The 'Journal' said the Greens had "delivered the coup de grace" to a government that has "spectacularly imploded in full view of a weary and apprehensive electorate".
"Fianna Fail, which dominated Irish politics for nearly 80 years, now is bracing itself for a defeat of historic proportions in elections that could be held as early as next month," it said.
The 'Financial Times' described the implosion of the party as "extraordinary", and predicted possible "annihilation" for the party at the ballot box.
"That may be richly deserved," it added.
"This is, after all, the party that through its cronyism and incompetence, artificially prolonged the boom of the 1990s into the credit and property bubble of the past decade, and then gave a blanket guarantee to its banker friends that has ended in the humiliation of Ireland becoming a ward of the European Central Bank and the International Monetary Fund."
The 'New York Times' said Mr Cowen's " quixotic style of leadership has exhausted even close supporters: insisting last fall that Ireland needed no bailout, until the moment he began negotiations for one; trying to rebuild his government last week without consulting the Greens, only to have them reject his proposals; and finally, bowing to demands that he quit, but insisting on remaining prime minister until after the election," it said.
The BBC said there was recognition on all sides that the political squabbling was "damaging Ireland's reputation abroad".
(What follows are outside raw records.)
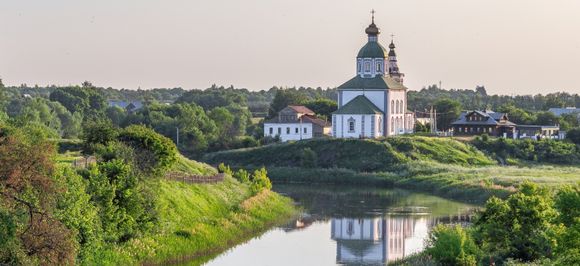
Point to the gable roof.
(493, 118)
(301, 109)
(360, 105)
(379, 82)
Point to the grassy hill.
(196, 221)
(355, 154)
(442, 166)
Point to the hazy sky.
(510, 46)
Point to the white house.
(296, 122)
(374, 103)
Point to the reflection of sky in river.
(353, 227)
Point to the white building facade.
(296, 122)
(374, 103)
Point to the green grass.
(355, 154)
(472, 184)
(197, 221)
(192, 167)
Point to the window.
(351, 124)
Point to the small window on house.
(351, 124)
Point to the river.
(341, 225)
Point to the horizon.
(167, 45)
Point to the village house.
(296, 122)
(479, 122)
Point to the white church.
(374, 103)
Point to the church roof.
(372, 50)
(360, 105)
(379, 82)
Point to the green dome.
(373, 50)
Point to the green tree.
(284, 98)
(546, 118)
(452, 245)
(447, 111)
(154, 153)
(573, 135)
(323, 107)
(521, 226)
(260, 181)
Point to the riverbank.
(196, 222)
(441, 166)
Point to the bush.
(520, 227)
(242, 176)
(260, 181)
(222, 168)
(309, 158)
(452, 245)
(573, 135)
(154, 153)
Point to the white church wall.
(341, 125)
(376, 97)
(289, 131)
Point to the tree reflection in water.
(374, 226)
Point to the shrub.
(242, 176)
(309, 158)
(260, 181)
(154, 153)
(222, 168)
(452, 245)
(573, 135)
(521, 226)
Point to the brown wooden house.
(480, 122)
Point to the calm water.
(346, 226)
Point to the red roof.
(301, 109)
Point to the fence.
(195, 179)
(84, 162)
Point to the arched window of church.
(351, 125)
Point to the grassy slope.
(439, 165)
(196, 221)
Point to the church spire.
(372, 30)
(393, 66)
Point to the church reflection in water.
(379, 240)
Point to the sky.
(509, 46)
Reuters described the situation as a "squabble".
"Business leaders, struggling to survive in an unprecedented economic crisis, despaired at the political theatre," it said.
It was reported yesterday that 2,500 publications across 72 countries have covered Ireland's political turmoil over the past week.
'The Guardian' said there was a fear that any delay in signing the Finance Bill would cause international bond markets to conclude that Ireland was "reneging on its commitments to the IMF and the European Union to drive down its national deficit".